Former national director of public prosecutions (NDPP) Mxolisi Nxasana and other witnesses at the state capture inquiry may have to be paid fees to give evidence for the inconvenience of testifying.
Deputy Chief Justice Raymond Zondo on Wednesday gave the commission he chairs the task of exploring the possibility of providing witness fees.
”This will place the witness in the position he or she would have been in had the witness not come to give evidence,” Justice Zondo said.
He saw no reason why there should not be such a provision.
”I think that must be explored,” he said.
Nxasana had complained that he was the sole proprietor of his legal practice and that it was suffering due to his giving evidence at the commission.
"I see it is inevitable that I might have to come back,” he said.
After Nxasana concluded giving evidence, Justice Zondo asked him to liaise with the legal team on the witness fees payable.
"For somebody who is self-employed that is quite important,” he added.
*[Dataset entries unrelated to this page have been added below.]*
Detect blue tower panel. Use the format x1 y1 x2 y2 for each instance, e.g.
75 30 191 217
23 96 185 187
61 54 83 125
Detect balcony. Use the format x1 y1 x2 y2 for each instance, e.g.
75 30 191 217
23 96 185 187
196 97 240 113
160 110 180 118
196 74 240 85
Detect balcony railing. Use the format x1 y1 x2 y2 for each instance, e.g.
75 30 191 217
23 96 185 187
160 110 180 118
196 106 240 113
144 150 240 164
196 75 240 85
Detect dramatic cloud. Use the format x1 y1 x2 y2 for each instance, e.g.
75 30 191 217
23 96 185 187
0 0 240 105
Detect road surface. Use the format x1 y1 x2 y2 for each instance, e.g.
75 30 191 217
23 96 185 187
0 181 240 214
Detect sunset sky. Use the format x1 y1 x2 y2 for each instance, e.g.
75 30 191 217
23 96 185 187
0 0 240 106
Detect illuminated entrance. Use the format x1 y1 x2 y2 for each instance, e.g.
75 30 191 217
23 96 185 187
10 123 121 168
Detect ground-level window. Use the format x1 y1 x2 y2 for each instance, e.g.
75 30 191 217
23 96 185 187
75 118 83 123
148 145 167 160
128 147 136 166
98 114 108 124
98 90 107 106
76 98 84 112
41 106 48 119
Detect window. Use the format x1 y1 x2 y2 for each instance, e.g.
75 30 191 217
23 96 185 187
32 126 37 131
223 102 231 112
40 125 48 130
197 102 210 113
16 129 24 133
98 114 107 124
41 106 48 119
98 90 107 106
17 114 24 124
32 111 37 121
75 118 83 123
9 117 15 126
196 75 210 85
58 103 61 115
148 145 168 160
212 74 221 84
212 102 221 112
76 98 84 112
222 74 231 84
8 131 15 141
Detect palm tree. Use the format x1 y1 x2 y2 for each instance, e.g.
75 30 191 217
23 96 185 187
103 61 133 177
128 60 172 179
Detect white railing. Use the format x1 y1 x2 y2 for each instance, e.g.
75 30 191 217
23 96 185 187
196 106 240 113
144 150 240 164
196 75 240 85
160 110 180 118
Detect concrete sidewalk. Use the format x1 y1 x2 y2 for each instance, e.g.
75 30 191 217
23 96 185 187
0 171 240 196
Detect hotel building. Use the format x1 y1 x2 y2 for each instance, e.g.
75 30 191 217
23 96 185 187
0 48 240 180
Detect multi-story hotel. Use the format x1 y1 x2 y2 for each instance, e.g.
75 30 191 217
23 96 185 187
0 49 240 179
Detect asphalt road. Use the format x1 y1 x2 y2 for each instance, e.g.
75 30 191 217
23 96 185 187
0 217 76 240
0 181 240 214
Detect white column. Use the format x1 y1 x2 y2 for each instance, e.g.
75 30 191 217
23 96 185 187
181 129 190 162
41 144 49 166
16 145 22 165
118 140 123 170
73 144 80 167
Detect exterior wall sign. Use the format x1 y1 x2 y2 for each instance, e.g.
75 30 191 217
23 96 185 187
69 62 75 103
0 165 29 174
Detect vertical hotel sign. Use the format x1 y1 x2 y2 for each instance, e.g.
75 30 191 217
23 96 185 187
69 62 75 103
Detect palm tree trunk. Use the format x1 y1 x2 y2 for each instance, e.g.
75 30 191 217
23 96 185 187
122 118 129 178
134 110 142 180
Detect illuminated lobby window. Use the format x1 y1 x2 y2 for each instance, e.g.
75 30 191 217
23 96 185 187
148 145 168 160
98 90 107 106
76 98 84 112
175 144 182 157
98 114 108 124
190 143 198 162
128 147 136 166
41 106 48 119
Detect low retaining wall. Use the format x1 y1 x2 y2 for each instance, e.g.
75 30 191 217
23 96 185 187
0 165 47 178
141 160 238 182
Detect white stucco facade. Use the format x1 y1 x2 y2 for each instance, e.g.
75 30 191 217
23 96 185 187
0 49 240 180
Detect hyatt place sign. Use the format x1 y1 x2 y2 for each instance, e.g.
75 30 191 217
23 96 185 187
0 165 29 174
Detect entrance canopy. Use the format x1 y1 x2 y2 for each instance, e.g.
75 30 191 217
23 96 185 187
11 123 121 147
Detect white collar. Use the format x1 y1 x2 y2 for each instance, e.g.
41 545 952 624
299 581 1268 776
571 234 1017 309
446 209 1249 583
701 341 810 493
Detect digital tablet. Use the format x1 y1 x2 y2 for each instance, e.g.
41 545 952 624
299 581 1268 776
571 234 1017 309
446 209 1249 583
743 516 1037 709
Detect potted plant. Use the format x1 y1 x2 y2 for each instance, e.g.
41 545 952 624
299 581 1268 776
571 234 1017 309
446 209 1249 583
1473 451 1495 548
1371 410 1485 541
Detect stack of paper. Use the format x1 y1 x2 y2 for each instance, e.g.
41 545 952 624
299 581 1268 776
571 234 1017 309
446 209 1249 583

The head of the commission's legal team, Paul Pretorius, said the applicable legislation relating to the payment of witness fees would be looked at.
Justice Zondo had told Nxasana that he would have to come back at a later date to finalise his evidence following the intervention of controversial former acting NDPP Nomgcobo Jiba’s advocate Vuyani Ngalwana, who questioned the fairness of the commission’s processes.
Ngalwana said his client had not been notified that Nxasana would implicate her.
He suggested that Nxasana should not be allowed to give evidence that implicated Jiba and other parties who were not notified prior to his testifying.
Ngalwana said President Cyril Ramaphosa’s decision to axe Jiba still needed to be considered by the National Assembly and there was a fear that any evidence given without prior notice could cloud the Parliament’s consideration.
However, Justice Zondo said Nxasana’s evidence was not timed by anybody to coincide with anything, adding that he gave direction that Nxasana be called to give evidence.
Pretorius insisted a principle that must be sacrosanct was that witnesses must believe that they were free to give evidence whatever the consequences and whoever was implicated in their testimony.
He denied that Nxasana’s evidence was timed unintentionally or intentionally to prejudice Jiba.
Nxasana had told the commission that shortly after the announcement of his appointment in August 2013, two National Prosecuting Authority (NPA) employees gave him unsolicited information, independent of each other, including an affidavit that there were NPA employees driving around his uMlazi, Durban, hometown asking people about him.
Nxasana was informed that there was a campaign by Jiba to dig dirt about him with the intention of embarrassing him so that former president Jacob Zuma removed him as NDPP.
According to Nxasana, the plan was that after his removal Jiba would then act as NDPP and possibly be permanently appointed.